По трибунам пронёсся вздох, а кое-где и смешки; только тот, кого раньше называли Айвором, привстал на своём месте, хмурясь, и вид у него стал тревожный и досадливый одновременно.
– И кто же твоя мать? – спросил Неблагой с искренним, кажется, любопытством. – Она тоже колдунья? Не припомню, чтоб я преследовал какую-то…
– Морин, – тихо ответила девчонка, опустив взгляд и сжав кулаки. – Морин из рода Дары-Отступницы.
Пламя факелов взметнулось до небес – и загудело. Лицо у Неблагого сделалось тёмным, страшным.
– Лжёшь, – произнёс он. – У неё не могло быть детей, я ведь сам…

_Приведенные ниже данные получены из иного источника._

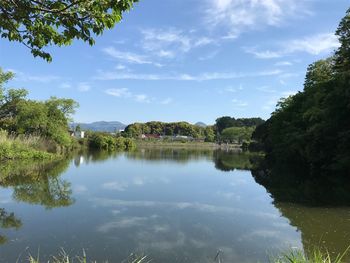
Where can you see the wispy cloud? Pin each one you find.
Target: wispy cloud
(84, 86)
(123, 92)
(314, 45)
(283, 63)
(26, 77)
(65, 85)
(143, 98)
(239, 103)
(128, 57)
(241, 15)
(166, 101)
(126, 93)
(112, 75)
(166, 43)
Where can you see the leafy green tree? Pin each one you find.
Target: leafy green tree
(342, 55)
(209, 134)
(310, 130)
(49, 119)
(37, 24)
(237, 134)
(224, 122)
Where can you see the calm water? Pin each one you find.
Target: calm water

– Не лжёт. Морин ведь из рода Дары-Отступницы, сам слышал, и не сказать, чтоб это было для тебя новостью, дорогой кузен, – перебил его Айвор, вставая во весь рост и делаясь, пожалуй, едва ли не страшнее, чем Неблагой. Тис за его спиной зашелестел, нет, загудел даже; оглянулась и Белая Госпожа, и по трибуне вокруг неё стал расползаться иней. – А значит она, как и её наставница, и наставница её наставницы, приняла в семью и воспитала чужое дитя, словно своё собственное. Они не родные по крови, но во всём, кроме этого, они мать и дочь, колдунья и её ученица. Что, до сих пор сердишься, что Морин обвела тебя вокруг пальца и сбежала с Игр?
– Это ты украл её! – рявкнул Неблагой.
– Украсть можно вещь, а Морин, знаешь ли, поживей тебя будет, – отозвался Айвор почти миролюбиво. И опасно улыбнулся: – Впрочем, это всё дела минувшие. Ты ведь не будешь срываться на бедной девочке за собственные неудачи, кузен? Она пока не нарушила никаких правил.
Минуту они смотрели друг на друга; их явно связывало очень многое – и старая вражда, и те давние Игры, запутанные узы мести и родства… Неблагой сдался первым. Он отвернулся и факелы угасли, а Айвор сел на своё место с торжествующей улыбкой.
– Верно, она не нарушила пока правил, – глухо сказал Неблагой. – Как она и просит, я не дам ей ничего – и ничего не возьму взамен. И допущу до Игр, и даже исполню желание, если она сумеет победить… Но если ты сбежишь, маленькая колдунья, то я выслежу и тебя, и твою приёмную мать, а что будет дальше… Ты ведь готова к этому?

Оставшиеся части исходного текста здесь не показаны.